Danko handles High Times' marijuana growing section, and writes the magazine's annual top 10 strains list, covering events like Amsterdam's Cannabis Cup. His work gives him the opportunity to sample the kindest bud photos from around the world. He brings his own images when the shoot is, as he calls it, “sensitive. Sometimes people don't want anyone besides me to come to their space.”
“The fact is, you can grow it on your windowsill.” Danko says part of High Times' mission is encouraging the home gardener to produce weed for their community, “to make [cannabis] something people grow in their garden and share with their friends.”
Potography is big business these days. Search the Internet and you'll see shots of strains so high def that the trichomes (THC crystal formations) resemble glowing deep sea bottom feeders. 3D imaging yields 360 degree views of your prospective nug.
Danko says that the importance of weed photography can't be overestimated. “We publish photography of things you don't get to see,” he says. “Plants growing in their natural habitat; mythical, clandestine spaces. We're the National Geographic of pot,” he pauses. “Or maybe the Playboy.”
In the Bay, local businesses are discovering ways to harness the power of nug porn. Vapor Room dispensary staff member Ryno Barela shoots daily specials and recent arrivals in a small studio in the back of the dispensary.
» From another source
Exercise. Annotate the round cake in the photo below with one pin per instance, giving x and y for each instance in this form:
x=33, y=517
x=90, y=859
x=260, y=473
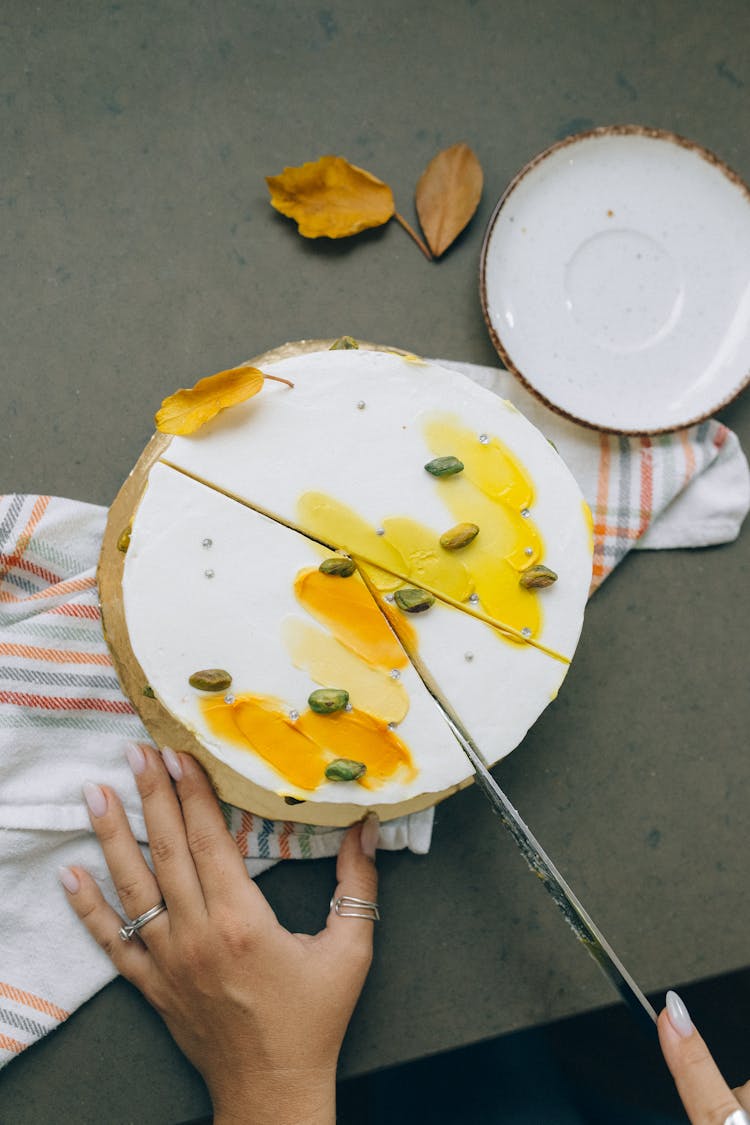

He posts his images on the Vapor Room's social networking sites, making daily updates to the dispensary's iPhone-Droid application, which is a guide to current inventory for patients.
“Once we started doing it, we realized how powerful the photography of cannabis is,” he said in a recent phone interview with the Guardian. “You put a picture of something that looks amazing and within an hour, five people come through that 'saw it on Facebook.'”
But it's not just about activating salivary glands. “It's beautiful and you can fantasize about smoking it,” says Barela. “But a trained eye can tell a lot.” The trichome structure and coloration, he says, give away lots of information about bud types.
But he's not going for centerfold gloss. “We really focus on what it looks like in actuality so that it looks the same when you come into the shop.” Like “Field of Dreams,” he's showing smokers the scope of the burgeoning world of cannabis – only his shots are live action reports of what's on offer around the corner.